That was disruptive. It moved from a traditional telecommunications infrastructure role to a retail service provider.
Smyth says Spark is the only telco that has moved from being an integrated incumbent to a separated business. It's a regulatory change not seen anywhere else in the world.
That change meant reimagining the entire enterprise. It was a management challenge on a scale not seen before in New Zealand. The numbers tell the story and act as a scorecard.
Between 2012 and 2017 the organisation's revenue dropped by a billion dollars. Yet over the same period the EBITDA (Earnings before interest, taxes, depreciation and amortization) remained stable.
The company's net earnings increased by $100 million. Its dividend climbed 25 per cent and the share price is up more than 50 per cent.
Smyth says because of the different structure it doesn't make sense to compare Spark with overseas telcos. Yet, from a shareholder return point of view, Spark is among the world's best performers.
She says the revenue decline came as the company lost fixed-line phone customers: "We had to make that up by selling other services, such as cloud computing. It meant we had to change the mix of what we do. But also, we had to take out cost along the way.
"(CEO) Simon Moutter has led comprehensive change in terms of resetting the business across the board," Smyth adds.
"There's been a strategy transformation, a technology transformation and a cultural transformation. It was any one of those things, it was all of them. We've made some bold decisions along the way."
Spark has made a conscious strategic shift away from being a traditional telecommunications company with some international interests.
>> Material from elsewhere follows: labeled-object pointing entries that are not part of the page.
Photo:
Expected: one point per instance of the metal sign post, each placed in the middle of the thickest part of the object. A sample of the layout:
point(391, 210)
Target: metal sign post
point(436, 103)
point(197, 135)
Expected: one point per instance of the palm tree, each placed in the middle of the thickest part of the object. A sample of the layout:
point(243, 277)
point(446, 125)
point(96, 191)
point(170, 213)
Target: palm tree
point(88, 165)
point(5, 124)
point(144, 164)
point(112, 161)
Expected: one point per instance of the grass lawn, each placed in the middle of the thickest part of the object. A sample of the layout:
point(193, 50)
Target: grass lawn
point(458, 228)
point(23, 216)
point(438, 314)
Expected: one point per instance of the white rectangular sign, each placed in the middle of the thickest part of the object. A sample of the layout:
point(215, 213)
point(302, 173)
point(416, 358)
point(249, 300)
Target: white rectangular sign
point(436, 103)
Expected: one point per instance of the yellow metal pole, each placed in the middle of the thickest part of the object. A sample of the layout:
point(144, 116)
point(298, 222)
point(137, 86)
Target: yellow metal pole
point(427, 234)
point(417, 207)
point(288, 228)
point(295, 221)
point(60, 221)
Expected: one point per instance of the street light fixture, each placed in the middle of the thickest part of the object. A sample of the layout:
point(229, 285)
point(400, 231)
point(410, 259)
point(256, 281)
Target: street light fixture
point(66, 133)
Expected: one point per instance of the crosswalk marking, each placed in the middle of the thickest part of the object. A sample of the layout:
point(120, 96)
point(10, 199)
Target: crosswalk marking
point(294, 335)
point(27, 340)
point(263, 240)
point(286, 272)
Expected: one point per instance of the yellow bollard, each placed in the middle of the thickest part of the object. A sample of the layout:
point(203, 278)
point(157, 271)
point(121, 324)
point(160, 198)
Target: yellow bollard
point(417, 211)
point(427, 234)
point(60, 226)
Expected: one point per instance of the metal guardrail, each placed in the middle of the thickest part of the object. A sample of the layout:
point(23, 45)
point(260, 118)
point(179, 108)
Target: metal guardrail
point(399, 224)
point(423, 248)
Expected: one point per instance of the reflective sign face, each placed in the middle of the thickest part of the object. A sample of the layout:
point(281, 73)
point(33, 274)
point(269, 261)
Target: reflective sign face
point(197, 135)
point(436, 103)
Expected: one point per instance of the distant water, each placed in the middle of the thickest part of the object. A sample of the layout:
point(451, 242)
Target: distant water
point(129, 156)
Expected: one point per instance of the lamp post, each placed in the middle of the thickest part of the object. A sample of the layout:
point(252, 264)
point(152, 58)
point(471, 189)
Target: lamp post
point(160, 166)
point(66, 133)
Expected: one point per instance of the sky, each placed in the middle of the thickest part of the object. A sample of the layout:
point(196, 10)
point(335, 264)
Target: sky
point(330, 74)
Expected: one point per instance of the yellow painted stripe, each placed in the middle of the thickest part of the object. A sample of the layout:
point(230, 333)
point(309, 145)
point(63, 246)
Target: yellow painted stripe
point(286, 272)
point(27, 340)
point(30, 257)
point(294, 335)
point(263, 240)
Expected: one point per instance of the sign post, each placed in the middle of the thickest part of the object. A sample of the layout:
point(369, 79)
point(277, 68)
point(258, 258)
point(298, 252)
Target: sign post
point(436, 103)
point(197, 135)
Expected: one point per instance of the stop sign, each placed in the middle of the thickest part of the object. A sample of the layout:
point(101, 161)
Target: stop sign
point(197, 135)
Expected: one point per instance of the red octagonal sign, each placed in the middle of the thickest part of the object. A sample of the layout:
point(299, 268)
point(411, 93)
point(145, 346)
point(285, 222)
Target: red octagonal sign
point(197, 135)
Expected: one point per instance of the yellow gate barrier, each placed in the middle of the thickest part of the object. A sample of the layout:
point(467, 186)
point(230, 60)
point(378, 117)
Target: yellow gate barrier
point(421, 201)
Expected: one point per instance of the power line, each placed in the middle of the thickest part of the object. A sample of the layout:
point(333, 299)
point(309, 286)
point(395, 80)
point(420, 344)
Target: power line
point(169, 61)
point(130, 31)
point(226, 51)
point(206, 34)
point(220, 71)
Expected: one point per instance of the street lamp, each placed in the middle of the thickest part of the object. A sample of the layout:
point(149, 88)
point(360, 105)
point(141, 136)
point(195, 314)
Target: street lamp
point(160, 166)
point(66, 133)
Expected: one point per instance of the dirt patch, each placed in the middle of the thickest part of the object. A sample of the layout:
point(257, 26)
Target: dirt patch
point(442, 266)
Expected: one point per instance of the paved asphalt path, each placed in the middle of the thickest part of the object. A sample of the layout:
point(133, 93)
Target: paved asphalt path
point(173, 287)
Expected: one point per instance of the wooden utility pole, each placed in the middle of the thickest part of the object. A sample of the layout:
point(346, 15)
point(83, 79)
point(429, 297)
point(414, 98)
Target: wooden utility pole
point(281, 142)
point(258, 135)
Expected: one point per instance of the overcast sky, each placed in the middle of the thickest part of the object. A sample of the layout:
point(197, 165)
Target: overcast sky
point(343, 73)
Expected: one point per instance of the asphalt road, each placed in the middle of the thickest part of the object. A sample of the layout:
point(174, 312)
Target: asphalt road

Today it is a New Zealand-focused digital services company.
Along the way came that name change and the investment in what it sees as future growth business such as the cloud, data analytics and online television.
A less visible move was the way it re-orientated the business towards mobile communications.
Smyth says the company invested significant sums in spectrum and mobile network assets: a total of around $700m over that time.
Spark's signature move was to outbid rival Vodafone for the last slice of the important 700 MHz spectrum that became available during the auction of frequencies after the analogue television service switched to digital transmission. The 700 MHz spectrum band is particularly useful for delivering wireless data.
Spark paid $158m to take the largest share of the spectrum. There was also a major investment in building mobile towers to use the extra capacity gained from more spectrum.
Smyth says: "It was important for us to become market leader in terms of mobile. It also gave us the capacity to allow us to do what we want to do with mobile. It helped pave the way for our wireless proposition".
In the past 18 months Spark has moved around 100,000 customers from the copper network to fixed wireless broadband services.
Alongside these investments, it has focused on reducing the cost of serving customers.
This meant upgrading all the IT systems to improve the way it delivers digital services.
To make this happen Moutter had to change the company. It went from what Smyth describes as a "slow, defensive culture to one more centred on the customer and focused on winning."
Though this is already showing up in the company's financial performance, Smyth says the transformation work so far has been about making the business match-fit. "You don't get this transformation unless you have a skilled leader at the top."
Though technology and business change is a given, there's also pressure from customers. Their expectations and behaviour is moving at least as fast.
"It's exponential. We know that every two years data consumption doubles, that's down to customer demand, but telecommunications revenues stay flat."
There's also a change in how customers want to interact with the business. Spark uses automation and other technologies to put more power in the hands of customers.
"That's what they want," Smyth explains.
"Customers want to do more things for themselves. They don't want to rely on talking to people to get them to do things for them."
The customer experience has moved centre-stage.
"No business is going to survive if it doesn't keep pace and understand how customers want to interact and what they want," Smyth says. "It's vital to stay relevant."
When it comes to staying relevant Spark faces a challenge its rivals and other large local technology-centred business do not. It is New Zealand-based, there's no overseas head office.
It's important for the company to stay connected to global trends and developments.
Smyth says: "We do that through the board and management having global connections.
One director, Paul Berryman, is Chief Technology Officer of PCCW in Hong Kong. He is on the board of the organisation setting the standards for 5G mobile.
"Spark's management liaises with companies like (US telecoms giant) Verizon to tap into their ideas. We've formed international partnerships with the likes of Spotify, which gives us an ability to learn and share information.
"We're not disconnected from what's happening globally."